Every five years, the United Nations Population Division publishes datasets estimating international migrant numbers.
The three countries with the largest emigrant population increases in each five-year period since the UN began records are below, with emigrant population increase in brackets (in millions):
1990-1995: Mexico (2.6 m), Rwanda (1.5 m), China (0.8 m)
1995-2000: Mexico (2.6 m), China (0.9 m), India (0.8 m)
2000-2005: India (1.6 m), China (1.5 mil), Mexico (1.3 m)
2005-2010: India (3.6 m), Mexico (1.6 m), China (1.4 m)
2010-2015: Syria (5.4 m), India (2.7 m), China (1.5 m)
2015-2020: Venezuela (4.7 m), Syria (2 m), India (2 m)
Which country will have the largest increase in its emigrant population between 2020 and 2025, according to UN data?
Feel free to add other countries.
The UN data for emigration can be downloaded from their webpage, see [Total, origin] under the header Data. To obtain the five-year difference, one will need to manipulate the data by deducting the more recent year (e.g. 2020) from the previous year (e.g. 2015) for each entry in the tab named Table 1. For example, this is the top 20 countries by 5-year change after I manipulated the data in this way and sorted by largest 5-year change between 2015-2020:
See Our World In Data for the data in a user-friendly form.
Cool market, I have boosted it because I want more traders!
Two things to clarify for my benefit:
is it total emigration or net emigration?
if 5m Ukrainians move to Russia and 5m Russians move to Ukraine, will this be +0 or +5m for both?
if all of the people moving are Russian origin, would it be +0 for Russia and +5m for Ukraine?
More concisely, do migrants count as -1? Do returning emigrants count as -1?
is it the largest increase in real terms? Or percentage
if one country goes from 1m to 2m, is that a “larger increase” for this market than another going from 500k to 1.4m?
@Gen Short answer: (1) Net, but only with respect to nationals (non-nationals don't count), and (2) real terms/total, not percentage.
Long answer:
(1) As I understand this UN data product, they count every national who resides outside their country of origin (expats) to establish an emigrant population number (e.g. think about all the American citizens living abroad, added up). To resolve this question, I would take the 2020 emigrant population and deduct it form the 2025 emigrant population to get an increase (or decrease) in nationals living abroad. So if 5 million Ukrainians left Ukraine (to Russia, or anywhere), and 0 Ukrainians moved back to Ukraine, Ukraine's emigrant population would be +5 million (regardless of how many Russians moved to Ukraine, since Russian emigration would count towards the Russian emigrant population). If 5 million Ukrainians left Ukraine, but also, 5 million returned, then the emigrant population total would be the same in 2020 and 2025, and therefore the difference would be zero.

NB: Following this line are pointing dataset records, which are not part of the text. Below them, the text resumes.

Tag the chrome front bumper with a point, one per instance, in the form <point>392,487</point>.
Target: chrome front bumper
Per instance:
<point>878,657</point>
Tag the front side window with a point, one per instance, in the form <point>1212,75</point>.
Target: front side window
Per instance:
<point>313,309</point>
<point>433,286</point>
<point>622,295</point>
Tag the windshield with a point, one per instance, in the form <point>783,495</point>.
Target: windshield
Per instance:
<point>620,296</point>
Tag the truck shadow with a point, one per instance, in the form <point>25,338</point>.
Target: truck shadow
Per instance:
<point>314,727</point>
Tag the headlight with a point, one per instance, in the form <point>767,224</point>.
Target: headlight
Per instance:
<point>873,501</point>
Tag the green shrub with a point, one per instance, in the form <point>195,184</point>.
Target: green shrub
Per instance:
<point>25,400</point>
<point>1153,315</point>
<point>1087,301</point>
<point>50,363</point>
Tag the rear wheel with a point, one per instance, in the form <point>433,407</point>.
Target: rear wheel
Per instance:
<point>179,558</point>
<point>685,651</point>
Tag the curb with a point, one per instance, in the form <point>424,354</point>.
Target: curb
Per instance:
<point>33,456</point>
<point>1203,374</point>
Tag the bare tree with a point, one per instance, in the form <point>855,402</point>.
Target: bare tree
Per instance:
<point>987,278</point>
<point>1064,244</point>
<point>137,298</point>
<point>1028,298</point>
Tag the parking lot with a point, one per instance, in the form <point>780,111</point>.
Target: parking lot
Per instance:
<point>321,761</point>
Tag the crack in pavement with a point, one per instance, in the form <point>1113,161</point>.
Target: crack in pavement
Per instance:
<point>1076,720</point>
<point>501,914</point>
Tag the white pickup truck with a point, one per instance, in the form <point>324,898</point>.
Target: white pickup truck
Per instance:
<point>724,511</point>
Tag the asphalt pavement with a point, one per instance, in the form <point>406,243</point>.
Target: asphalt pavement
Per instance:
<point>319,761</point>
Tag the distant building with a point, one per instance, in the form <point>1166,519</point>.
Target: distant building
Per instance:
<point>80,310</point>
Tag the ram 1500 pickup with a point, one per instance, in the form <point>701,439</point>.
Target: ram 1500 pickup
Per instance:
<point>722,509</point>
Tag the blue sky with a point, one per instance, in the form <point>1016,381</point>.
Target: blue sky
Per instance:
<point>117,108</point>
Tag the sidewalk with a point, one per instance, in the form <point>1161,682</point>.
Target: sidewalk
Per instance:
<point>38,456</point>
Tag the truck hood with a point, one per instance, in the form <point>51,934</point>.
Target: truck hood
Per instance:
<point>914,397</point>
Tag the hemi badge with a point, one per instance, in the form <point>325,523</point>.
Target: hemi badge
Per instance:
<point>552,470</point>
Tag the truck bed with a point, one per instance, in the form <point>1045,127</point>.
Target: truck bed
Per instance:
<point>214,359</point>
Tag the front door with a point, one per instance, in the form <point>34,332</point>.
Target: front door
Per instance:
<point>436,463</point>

(2) Real terms/total, not percentage. So if everyone from a lightly populated country (e.g. a small island nation) were to be evacuated, this proportionally large exodus would be unlikely to outdo the absolute exoduses from other more populous countries (though Syria, Venezuela, Rwanda, and other countries with larger exoduses in the past have not necessarily had especially large populations). So in the 2015-2020 period, Venezuela had the largest total increase in their emigrant population (~4.7 million more people outside of Venezuela between 2015-2020). For the purposes of the "largest exodus," this question had been asked about 2015-2020 numbers, Venezuela would have resolved YES.